L’AMDH a exprimé sa déception face à la décision des tribunaux espagnols de clore l’enquête. «Je pensais que la justice en Espagne était beaucoup plus indépendante que la justice au Maroc», a déclaré Jadiya Ainani, porte-parole de l’AMDH, à la radio RFI, déplorant que la justice espagnole ait décidé de classer l’affaire. «Nous avons été surpris par cette décision.
«L’État espagnol et l’État marocain ne veulent pas que la vérité soit connue», a-t-elle ajouté.
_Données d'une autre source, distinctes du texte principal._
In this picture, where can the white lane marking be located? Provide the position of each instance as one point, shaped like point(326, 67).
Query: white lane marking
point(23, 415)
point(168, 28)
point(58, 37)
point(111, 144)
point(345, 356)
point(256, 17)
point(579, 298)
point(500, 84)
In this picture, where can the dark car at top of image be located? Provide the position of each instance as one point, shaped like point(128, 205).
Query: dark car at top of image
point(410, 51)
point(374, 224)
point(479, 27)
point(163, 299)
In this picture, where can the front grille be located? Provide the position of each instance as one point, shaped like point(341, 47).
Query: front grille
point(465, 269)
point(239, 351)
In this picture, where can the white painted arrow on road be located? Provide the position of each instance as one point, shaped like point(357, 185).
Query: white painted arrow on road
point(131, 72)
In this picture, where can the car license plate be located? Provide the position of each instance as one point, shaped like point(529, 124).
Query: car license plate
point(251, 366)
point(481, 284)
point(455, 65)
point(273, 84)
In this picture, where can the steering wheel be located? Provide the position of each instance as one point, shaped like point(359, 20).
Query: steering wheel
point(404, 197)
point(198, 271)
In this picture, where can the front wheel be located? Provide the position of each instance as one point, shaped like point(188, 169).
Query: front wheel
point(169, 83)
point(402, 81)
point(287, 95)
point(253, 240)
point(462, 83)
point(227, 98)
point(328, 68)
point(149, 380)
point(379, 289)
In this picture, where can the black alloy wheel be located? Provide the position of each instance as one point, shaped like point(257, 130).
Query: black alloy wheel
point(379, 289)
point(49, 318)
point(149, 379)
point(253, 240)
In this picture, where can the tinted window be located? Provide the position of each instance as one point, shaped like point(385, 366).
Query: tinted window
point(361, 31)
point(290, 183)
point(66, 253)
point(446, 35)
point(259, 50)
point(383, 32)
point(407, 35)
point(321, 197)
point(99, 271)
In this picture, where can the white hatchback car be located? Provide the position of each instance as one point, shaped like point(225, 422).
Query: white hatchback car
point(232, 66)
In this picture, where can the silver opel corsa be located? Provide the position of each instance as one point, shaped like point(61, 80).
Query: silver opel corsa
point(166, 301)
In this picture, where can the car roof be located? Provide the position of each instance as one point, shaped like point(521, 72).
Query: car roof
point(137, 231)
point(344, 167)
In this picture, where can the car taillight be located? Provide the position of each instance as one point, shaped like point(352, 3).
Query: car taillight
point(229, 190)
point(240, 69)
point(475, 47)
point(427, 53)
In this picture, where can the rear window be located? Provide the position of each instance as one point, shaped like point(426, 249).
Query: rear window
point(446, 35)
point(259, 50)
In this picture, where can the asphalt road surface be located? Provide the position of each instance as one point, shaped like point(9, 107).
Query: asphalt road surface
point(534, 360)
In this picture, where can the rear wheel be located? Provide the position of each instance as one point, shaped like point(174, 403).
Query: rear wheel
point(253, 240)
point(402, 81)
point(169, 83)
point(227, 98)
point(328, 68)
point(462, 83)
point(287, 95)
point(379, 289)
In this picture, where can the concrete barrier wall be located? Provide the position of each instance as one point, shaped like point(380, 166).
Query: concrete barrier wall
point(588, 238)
Mme Ainani a donc demandé une enquête internationale car elle estime qu’elle sera difficile à mener dans le contexte actuel de rapprochement entre Madrid et Rabat.
Entre-temps, la section de l’AMDH de la ville de Nador a dénoncé le fait que les autorités marocaines ont interdit la célébration d’un acte à la mémoire des migrants décédés.
L’AMDH a expliqué qu’elle avait demandé l’autorisation d’organiser un rassemblement pour célébrer la Journée internationale des migrants, le dimanche 25 décembre, sous le slogan «Dignité, liberté et justice pour tous les migrants».
«Selon le programme, il était prévu d’organiser un rassemblement à la bougie dimanche à 11 heures devant le passage de Chinatown, en raison du symbolisme de ce lieu qui témoigne des événements sanglants au cours desquels tant de migrants et de demandeurs d’asile sont morts», a déclaré l’organisation.
Elle servirait également à «condamner les politiques migratoires meurtrières du Maroc et des pays de l’Union européenne, en particulier l’Espagne, et à exprimer sa solidarité avec les victimes».
Pour l’ONG, l’interdiction «confirme la persistance de l’État à dissimuler les responsables de la tragédie et la poursuite de sa politique visant à étouffer toutes les voix libres réclamant la vérité et la responsabilité».
Dans ce sens, l’AMDH-Nador «réaffirme son intention de continuer à travailler pour surveiller et dénoncer toutes les violations des droits des migrants, des demandeurs d’asile et de tous les droits de l’homme et exige que l’Etat marocain cesse de jouer le rôle de gendarme au service de politiques migratoires meurtrières».
Le rassemblement aurait dû avoir lieu le lendemain de la publication du rapport de l’AMDH sur les peines infligées à des dizaines de migrants suite aux événements de juin. Le texte dénonce les violations des droits des migrants.
Ainsi, lors des arrestations et des audiences, ni les interprètes ni les avocats n’étaient présents. En outre, les rapports de police étaient des «copier-coller» dans lesquels seuls le nom et la nationalité de chaque migrant étaient modifiés, selon le groupe.